Radioactive tracers are substances that contain a radioactive atom to allow easier detection and measurement. (Radioactivity is the property possessed by some elements of spontaneously emitting energy in the form of particles or waves by disintegration of their atomic nuclei.) For example, it is possible to make a molecule of water in which one of the two hydrogen atoms is a radioactive tritium (hydrogen-3) atom. This molecule behaves in almost the same way as a normal molecule of water. The main difference between the tracer molecule containing tritium and the normal molecule is that the tracer molecule continually gives off radiation that can be detected with a Geiger counter or some other type of radiation detection instrument.
One application for the tracer molecule described above would be to monitor plant growth by watering plants with it. The plants would take up the water and use it in leaves, roots, stems, flowers, and other parts in the same way it does with normal water. In this case, however, it would be possible to find out how fast the water moves into any one part of the plant. One would simply pass a Geiger counter over the plant at regular intervals and see where the water has gone.

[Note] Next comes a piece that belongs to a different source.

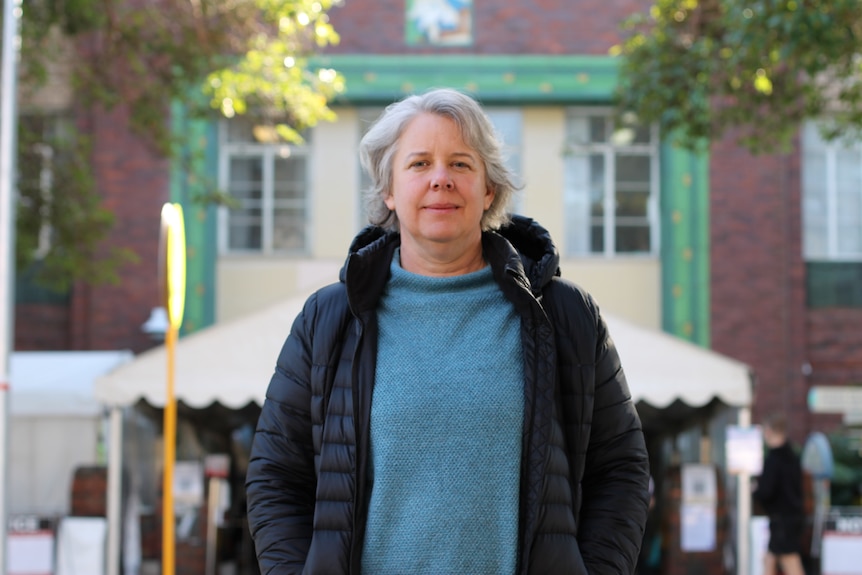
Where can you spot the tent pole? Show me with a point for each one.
(743, 507)
(115, 488)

Industry and research. Radioactive tracers have applications in medicine, industry, agriculture, research, and many other fields of science and technology. For example, a number of different oil companies may take turns using the same pipeline to ship their products from the oil fields to their refineries. How do companies A, B, and C all know when their oil is passing through the pipeline? One way to solve that problem is to add a radioactive tracer to the oil. Each company would be assigned a different tracer. A technician at the receiving end of the pipeline can use a Geiger counter to make note of changes in radiation observed in the incoming oil. Such a change would indicate that oil for a different company was being received.

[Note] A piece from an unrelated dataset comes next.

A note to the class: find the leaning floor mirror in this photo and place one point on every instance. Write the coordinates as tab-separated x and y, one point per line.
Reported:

Another application of tracers might be in scientific research on plant nutrition. Suppose that a scientist wants to find out how plants use some nutrient such as phosphorus. The scientist could feed a group of plants fertilizer that contains radioactive phosphorus. As the plant grows, the location of the phosphorus could be detected by use of a Geiger counter. Another way to trace the movement of the phosphorus would be to place a piece of photographic film against the plant. Radiation from the phosphorus tracer would expose the film, in effect taking its own picture of its role in plant growth.
Medical applications. Some of the most interesting and valuable applications of radioactive tracers have been in the field of medicine. For example, when a person ingests (takes into the body) the element iodine, that element goes largely to the thyroid gland located at the base of the throat. There the iodine is used in the production of various hormones (chemical messengers) that control essential body functions such as the rate of metabolism (energy production and use).
Suppose that a physician suspects that a person's thyroid gland is not functioning properly. To investigate that possibility, the patient can be given a glass of water containing sodium iodide (similar to sodium chloride, or table salt). The iodine in the sodium iodide is radioactive. As the patient's body takes up the sodium iodide, the path of the compound through the body can be traced by means of a Geiger counter or some other detection device. The physician can determine whether the rate and location of uptake is normal or abnormal and, from that information, can diagnose any problems with the patient's thyroid gland.